Inflation & Markets

Ryan Heshmati

February 16, 2024

The week saw the S&P 500 fall under 5,000 but break back above and hold by the end of the day Friday. That dip below was the result of inflation data. The Consumer Price Index data for January indicated inflation at a 3.1% annualized rate. While that is a deceleration from 3.4%, the figure was above expectations, and the market responded poorly, though it did recover by the end of the week. With so much attention towards the Federal Reserve and many hoping for rate cuts sooner than later, every economic data, especially on inflation, has significance in moving forward.  

Undoubtedly, with a cautious Federal Reserve, the inflation data is not good news for investors hoping for rate cuts. Unsurprisingly, bond prices fell, and thus, yields jumped on the data. Treasury Secretary Janet Yellen downplayed concerns and described the 3.1% figure as only a “tad higher” than expected and criticized the negative reactions to the data as making a “tremendous mistake” in focusing on small fluctuations rather than the larger trend of decelerating inflation. Of course, Yellen, a Democrat and Biden appointee, has an interest in downplaying economic concerns to support the president’s re-election bid this year.

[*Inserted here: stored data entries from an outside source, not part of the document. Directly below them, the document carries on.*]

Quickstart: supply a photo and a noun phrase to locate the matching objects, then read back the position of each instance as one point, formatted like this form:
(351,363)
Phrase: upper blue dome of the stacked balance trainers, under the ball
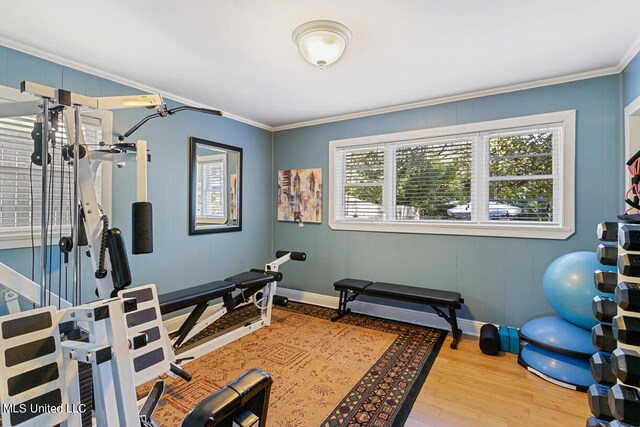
(560,336)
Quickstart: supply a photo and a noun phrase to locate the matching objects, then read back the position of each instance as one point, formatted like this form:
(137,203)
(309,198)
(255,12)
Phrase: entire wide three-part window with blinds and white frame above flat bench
(511,177)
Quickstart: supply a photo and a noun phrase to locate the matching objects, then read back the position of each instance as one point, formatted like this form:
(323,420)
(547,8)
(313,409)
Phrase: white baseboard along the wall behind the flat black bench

President Biden used the Super Bowl to criticize what he called “shrinkflation,” described as shrinking product sizes while prices are maintained. Biden blamed corporate greed and called on companies “…to put a stop to this.” Biden may be trying to repair his public image with the American people with regard to his ability to handle the economy, as polls, like a recent NBC News one, indicate a twenty-point deficit in voters’ trust in Biden compared with Trump on the economy.

Beyond inflation, the labor market has been incredibly resilient, according to recent data. Even with strong jobs numbers, though, inflation is at the top of many Americans’ concerns. While not as low as hoped for by many,

3.1% inflation is closer to the 2% number the Federal Reserve, under Jerome Powell’s leadership, has indicated as a target. Although, with no rush from the Federal Reserve to begin rate cuts, the inflation data may very well be a setback for rate cut hopefuls. Deceleration is deceleration, however. The future of inflation is unclear, and thus, the timeline for rate cuts also cannot be known. The 3.1% rate, while not as much of a deceleration as some had hoped, certainly serves as a move in the right direction.